Power, Water and Roads Could Benefit from Smarter Pricing

Technology and smart pricing can enable us to overcome market failures in our current road, electrical and water supply infrastructure systems.
Published on March 5, 2008

For over 15 years, the technology has existed to effectively meter the use of roads and to add congestion costs to user fees. Very few cities have taken advantage of this technology. Instead, they rely on gridlock to ration limited road capacity. Cities like Montreal, Ottawa, Toronto, Calgary, Edmonton and Vancouver need to wake up to the fact that they have to manage their road networks more intelligently. Out here in the boondocks, we have to recognize that every fully loaded truck causes more than 100 times the road damage of the typical passenger vehicle.

In England, the City of London offers an excellent example of how implementing road user fees can provide public benefits. In 2003, the left-leaning leadership of the City of London instituted road tolls in the inner city. Congestion levels fell dramatically, and for the first time in 25 years traffic is moving in the old city.

One should wonder why it took a London Mayor Ken Livingston to come up with this effective market-based solution to the costs associated with gridlock.

This situation should also make us think about our electrical supply systems, where for 15 years we have had the capability to install intelligent meters that measure time of use as well as total consumption.
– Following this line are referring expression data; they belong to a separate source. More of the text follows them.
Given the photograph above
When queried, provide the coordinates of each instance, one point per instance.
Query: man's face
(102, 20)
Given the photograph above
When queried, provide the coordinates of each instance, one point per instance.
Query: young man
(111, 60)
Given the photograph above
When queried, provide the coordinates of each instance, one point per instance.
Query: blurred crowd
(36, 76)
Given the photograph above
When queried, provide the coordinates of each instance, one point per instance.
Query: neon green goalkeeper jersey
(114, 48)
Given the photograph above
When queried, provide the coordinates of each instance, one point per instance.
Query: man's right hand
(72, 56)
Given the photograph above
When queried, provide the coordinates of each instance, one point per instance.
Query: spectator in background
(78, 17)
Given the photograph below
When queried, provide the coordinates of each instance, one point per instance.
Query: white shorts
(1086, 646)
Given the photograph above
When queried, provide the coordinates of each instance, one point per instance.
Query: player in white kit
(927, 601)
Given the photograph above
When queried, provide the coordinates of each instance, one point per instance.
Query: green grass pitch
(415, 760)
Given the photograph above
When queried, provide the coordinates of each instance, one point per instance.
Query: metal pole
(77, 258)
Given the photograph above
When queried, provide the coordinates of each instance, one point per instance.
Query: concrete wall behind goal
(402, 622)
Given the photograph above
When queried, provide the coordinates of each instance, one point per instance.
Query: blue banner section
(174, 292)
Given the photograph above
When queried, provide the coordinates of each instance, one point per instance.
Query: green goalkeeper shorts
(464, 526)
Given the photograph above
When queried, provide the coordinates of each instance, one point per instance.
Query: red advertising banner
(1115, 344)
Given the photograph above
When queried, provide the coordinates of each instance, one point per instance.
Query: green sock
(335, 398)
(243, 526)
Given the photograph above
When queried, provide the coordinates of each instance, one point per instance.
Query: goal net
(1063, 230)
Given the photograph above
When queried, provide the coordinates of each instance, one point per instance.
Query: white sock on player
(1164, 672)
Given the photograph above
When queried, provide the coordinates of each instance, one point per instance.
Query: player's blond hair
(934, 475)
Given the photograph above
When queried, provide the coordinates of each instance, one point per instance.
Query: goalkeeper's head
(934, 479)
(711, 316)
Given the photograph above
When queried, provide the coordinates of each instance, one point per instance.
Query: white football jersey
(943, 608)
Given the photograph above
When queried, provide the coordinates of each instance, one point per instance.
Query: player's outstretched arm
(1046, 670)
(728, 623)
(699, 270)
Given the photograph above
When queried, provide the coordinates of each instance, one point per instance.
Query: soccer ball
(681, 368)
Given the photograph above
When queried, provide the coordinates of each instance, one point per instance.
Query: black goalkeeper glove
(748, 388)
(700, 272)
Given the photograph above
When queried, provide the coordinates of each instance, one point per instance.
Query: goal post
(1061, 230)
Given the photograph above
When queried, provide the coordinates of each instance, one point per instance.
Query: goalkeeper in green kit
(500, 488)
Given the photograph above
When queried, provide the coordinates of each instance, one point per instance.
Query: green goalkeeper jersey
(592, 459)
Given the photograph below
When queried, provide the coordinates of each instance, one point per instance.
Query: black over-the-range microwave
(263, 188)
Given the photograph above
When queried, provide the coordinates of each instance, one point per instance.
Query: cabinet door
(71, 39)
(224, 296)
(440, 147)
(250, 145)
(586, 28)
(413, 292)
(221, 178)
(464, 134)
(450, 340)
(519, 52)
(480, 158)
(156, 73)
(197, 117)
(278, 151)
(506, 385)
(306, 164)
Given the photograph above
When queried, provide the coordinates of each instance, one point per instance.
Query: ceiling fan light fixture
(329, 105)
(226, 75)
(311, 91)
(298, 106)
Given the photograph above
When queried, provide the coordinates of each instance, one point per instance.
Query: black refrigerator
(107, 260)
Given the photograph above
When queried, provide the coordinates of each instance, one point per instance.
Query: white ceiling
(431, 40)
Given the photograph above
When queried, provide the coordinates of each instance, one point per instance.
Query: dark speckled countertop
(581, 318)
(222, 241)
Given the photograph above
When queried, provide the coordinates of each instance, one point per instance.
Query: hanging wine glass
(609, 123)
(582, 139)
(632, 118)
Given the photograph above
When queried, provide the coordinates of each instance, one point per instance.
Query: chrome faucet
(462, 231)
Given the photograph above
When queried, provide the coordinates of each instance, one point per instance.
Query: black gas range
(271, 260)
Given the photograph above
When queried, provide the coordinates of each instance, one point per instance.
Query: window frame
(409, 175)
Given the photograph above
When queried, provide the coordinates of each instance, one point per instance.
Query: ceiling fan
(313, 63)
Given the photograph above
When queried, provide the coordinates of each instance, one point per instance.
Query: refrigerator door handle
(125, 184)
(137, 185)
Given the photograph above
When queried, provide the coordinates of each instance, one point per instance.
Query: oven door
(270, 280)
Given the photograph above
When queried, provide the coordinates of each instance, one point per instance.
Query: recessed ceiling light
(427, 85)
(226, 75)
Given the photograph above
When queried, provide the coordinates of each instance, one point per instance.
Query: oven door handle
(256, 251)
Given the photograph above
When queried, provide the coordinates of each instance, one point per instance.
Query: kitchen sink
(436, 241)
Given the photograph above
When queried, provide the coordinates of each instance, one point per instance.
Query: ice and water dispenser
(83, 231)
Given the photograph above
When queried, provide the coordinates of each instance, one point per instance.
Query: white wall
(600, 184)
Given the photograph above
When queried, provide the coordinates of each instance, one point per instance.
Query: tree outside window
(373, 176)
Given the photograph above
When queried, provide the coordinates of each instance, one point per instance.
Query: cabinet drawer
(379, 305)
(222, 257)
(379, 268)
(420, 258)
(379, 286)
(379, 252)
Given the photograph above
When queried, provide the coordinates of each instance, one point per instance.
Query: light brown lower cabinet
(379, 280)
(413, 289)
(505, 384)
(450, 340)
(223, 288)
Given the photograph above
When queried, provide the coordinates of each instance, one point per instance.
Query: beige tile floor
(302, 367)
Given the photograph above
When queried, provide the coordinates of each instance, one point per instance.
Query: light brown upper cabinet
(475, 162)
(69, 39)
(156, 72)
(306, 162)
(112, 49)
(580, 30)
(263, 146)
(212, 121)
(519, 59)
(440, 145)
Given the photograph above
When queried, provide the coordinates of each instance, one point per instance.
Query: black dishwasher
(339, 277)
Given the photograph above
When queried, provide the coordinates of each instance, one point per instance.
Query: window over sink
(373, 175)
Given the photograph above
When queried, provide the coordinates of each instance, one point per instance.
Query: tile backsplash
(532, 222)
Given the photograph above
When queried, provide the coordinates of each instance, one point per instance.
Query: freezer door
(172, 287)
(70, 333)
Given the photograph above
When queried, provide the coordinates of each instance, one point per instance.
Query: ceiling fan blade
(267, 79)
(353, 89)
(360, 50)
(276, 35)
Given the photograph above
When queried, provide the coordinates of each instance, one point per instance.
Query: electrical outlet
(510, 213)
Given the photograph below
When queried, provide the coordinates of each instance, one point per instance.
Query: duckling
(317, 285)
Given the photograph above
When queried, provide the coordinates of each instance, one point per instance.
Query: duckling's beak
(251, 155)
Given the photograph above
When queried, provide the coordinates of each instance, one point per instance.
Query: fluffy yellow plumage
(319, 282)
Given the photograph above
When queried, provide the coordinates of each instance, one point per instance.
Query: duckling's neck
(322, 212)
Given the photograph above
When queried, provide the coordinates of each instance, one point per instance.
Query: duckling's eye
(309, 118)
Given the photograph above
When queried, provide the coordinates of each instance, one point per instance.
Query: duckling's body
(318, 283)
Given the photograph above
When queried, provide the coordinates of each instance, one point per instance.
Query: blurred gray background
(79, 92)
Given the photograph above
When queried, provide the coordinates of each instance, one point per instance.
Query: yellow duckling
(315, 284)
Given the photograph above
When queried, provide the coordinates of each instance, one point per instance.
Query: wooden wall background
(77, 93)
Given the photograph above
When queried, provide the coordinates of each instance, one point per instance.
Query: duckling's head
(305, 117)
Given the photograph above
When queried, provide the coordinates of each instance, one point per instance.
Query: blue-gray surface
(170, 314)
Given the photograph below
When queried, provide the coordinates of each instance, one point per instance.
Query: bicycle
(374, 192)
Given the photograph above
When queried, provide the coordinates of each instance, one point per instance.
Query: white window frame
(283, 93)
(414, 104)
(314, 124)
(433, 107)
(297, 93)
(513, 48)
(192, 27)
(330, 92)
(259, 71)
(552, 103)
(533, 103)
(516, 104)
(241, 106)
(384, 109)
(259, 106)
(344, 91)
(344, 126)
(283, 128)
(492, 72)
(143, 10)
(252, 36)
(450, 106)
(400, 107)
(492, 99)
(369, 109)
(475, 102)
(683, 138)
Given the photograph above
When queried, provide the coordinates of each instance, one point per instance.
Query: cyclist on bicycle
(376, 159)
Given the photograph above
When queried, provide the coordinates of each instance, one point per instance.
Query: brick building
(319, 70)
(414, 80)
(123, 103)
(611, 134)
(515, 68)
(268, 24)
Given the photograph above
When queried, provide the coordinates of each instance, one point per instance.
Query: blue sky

This, along with price differentials, can shift demand to off-peak hours.

Manitoba Hydro in particular could benefit from this shift, because it would enable the company to capture maximum value in spot export markets.

Instead, we are stuck with out-dated power-at-cost regulation and policy objectives. When will our policy developers understand that a kilowatt hour of electricity sold at peak demand is worth much more than the same product sold in the middle of the night?

Along with time-of-use charges on energy, perhaps we could also look at marginal cost of new demand. While Manitoba benefits from past investment in cheap hydro power, the future cost of producing additional power is much higher. Despite consumers’ objections, perhaps we need to consider charging additional electricity usage at cost or even at market rates instead of cross-subsidizing rates.

Our water supply infrastructure is almost as badly managed as our roads are. The implicit assumption in the legislative, policy and regulatory frameworks is that an infinite water supply will be available to satisfy the needs of all potential users. The only allowable cost recovery from users is the cost of the treatment and distribution systems. It is assumed the capital costs are magically paid for by government with no costs accruing to the consumers.

Governments around the world are learning that water supplies are not infinite. Choices have to be made about who does and does not merit a supply of water. In the American Midwest and Western Canada, ethanol production has been widely promoted. Unfortunately, this has not been accompanied by an analysis of how plants can secure a sustainable water supply. There are many good business plans that have serious problems when it comes to securing adequate water supplies.

From an economist’s viewpoint, all three of these systems suffer from a market failure that is called the “tragedy of the commons.” When users do not receive appropriate price signals for their consumption of a scarce resource, they tend to consume excess amounts of that resource. The subsidization of road use, water supply and electricity by the public sector is creating that exact situation in these sectors.

The technologies exist to enable intelligent metering and pricing of these scarce resources.

The impediment to implementing these technology and market systems is a lack of political insight and fortitude.

We need to alter infrastructure policy discussions in Western Canada before we encounter the market failures of traffic congestion in many cities, the water supply restrictions in Australia and the Southwestern United States and the power blackouts that are forecast in the United Kingdom.

Perhaps we need to illuminate how these sacred cows of public policy are not “golden idols of public policy” but instead scrap metal covered with fool’s gold.